In total, we are using MECM and Intune to configure almost 2,000 devices across the company.

We haven't had many problems that have warranted the use of Microsoft support. Thankfully, there are a lot of people on the internet who are also working with MECM so we have a lot of documentation to work with. If you follow the documentation, you don't need the support of Microsoft.

Before using the original SCCM, we had never used anything similar.

It's not easy to implement MECM at first because you are required to have some experience on how to deploy the database for MECM. At our company we already have people working in the data center who have lots of experience in deploying with VMs and virtualization (e.g. Hyper-V and VMware), but for me, implementing MECM was difficult.
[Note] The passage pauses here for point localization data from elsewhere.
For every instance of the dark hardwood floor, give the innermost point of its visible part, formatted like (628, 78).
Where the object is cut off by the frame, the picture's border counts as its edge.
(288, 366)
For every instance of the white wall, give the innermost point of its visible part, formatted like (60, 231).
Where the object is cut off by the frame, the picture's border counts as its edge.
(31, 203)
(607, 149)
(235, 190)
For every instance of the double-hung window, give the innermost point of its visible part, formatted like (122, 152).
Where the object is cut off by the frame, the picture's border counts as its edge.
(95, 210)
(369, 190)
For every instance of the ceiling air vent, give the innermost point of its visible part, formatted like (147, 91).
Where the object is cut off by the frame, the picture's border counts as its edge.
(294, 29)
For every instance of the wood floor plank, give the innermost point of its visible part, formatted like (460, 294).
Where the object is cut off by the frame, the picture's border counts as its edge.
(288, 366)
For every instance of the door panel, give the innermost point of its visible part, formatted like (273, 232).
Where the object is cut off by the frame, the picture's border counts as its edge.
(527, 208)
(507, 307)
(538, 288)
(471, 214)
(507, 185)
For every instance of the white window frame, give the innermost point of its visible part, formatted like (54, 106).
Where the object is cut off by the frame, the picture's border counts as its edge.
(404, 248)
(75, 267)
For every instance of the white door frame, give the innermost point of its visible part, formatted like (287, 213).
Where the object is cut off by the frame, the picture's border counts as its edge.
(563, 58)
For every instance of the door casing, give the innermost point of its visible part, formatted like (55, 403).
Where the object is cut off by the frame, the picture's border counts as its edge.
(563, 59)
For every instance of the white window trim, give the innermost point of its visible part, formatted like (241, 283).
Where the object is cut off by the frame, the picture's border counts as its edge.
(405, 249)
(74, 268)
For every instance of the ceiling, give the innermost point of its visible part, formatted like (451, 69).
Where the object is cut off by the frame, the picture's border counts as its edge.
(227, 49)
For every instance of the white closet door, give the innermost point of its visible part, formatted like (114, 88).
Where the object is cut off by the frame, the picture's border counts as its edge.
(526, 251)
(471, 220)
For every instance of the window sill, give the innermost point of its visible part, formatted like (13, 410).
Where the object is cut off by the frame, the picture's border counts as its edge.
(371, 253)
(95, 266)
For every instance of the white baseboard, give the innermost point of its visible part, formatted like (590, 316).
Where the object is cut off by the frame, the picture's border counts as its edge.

It took us around six months to complete the entire implementation because our company has several remote locations which have to be served by the remote distribution server and distribution point servers, and after implementing each server, you have to test it extensively before you put it into production.

We did the implementation by ourselves. We have staff in different areas who helped deploy MECM, including support staff and data center personnel. For example, one person takes care of the AD server, and another takes care of our use of Intune. Yet another group takes care of the IT, engineering, and system administration, of which three people might be there just to handle the load balancing. It all depends on the requirements at the time.

If you have a small company and you have a simple need to install operating systems remotely, you can install WDS (Windows Deployment Service) on a server, which can help with the task of deploying operating systems and software remotely. But if your company has a lot of applications and devices that need monthly updates, it is better to buy a license for MECM.

I don't have the figures for the licensing because it's another group that manages the accounts and licensing for all the servers, but I believe it's quite expensive. The reason I say it's expensive is because we have a lot of products in our company, especially Microsoft products such as Microsoft Office and Microsoft System Center Orchestrator. 

Along with buying a license for MECM, we also have to buy a service called CMG (Cloud Management Gateway) which is a virtual machine in the cloud with which you can link your MECM to the Azure tenant so as to manage teleworkers. To explain a bit further, the teleworkers' machines communicate with the CMG as a tenant service in Azure, which then communicates with your MECM and on-premises policies, which then communicates back to the teleworker client.

This is a necessary process, but at least it is only a small feature and it is not difficult to add this relationship to your MECM as long as you have people experienced in the Azure tenant service.

MECM is a solution that needs a team that is well-experienced in implementation, administration, troubleshooting, and more, but the reward is worth the effort. My biggest piece of advice is that before you integrate it into your company, make sure you have the required skills.

I would rate MECM an eight out of ten.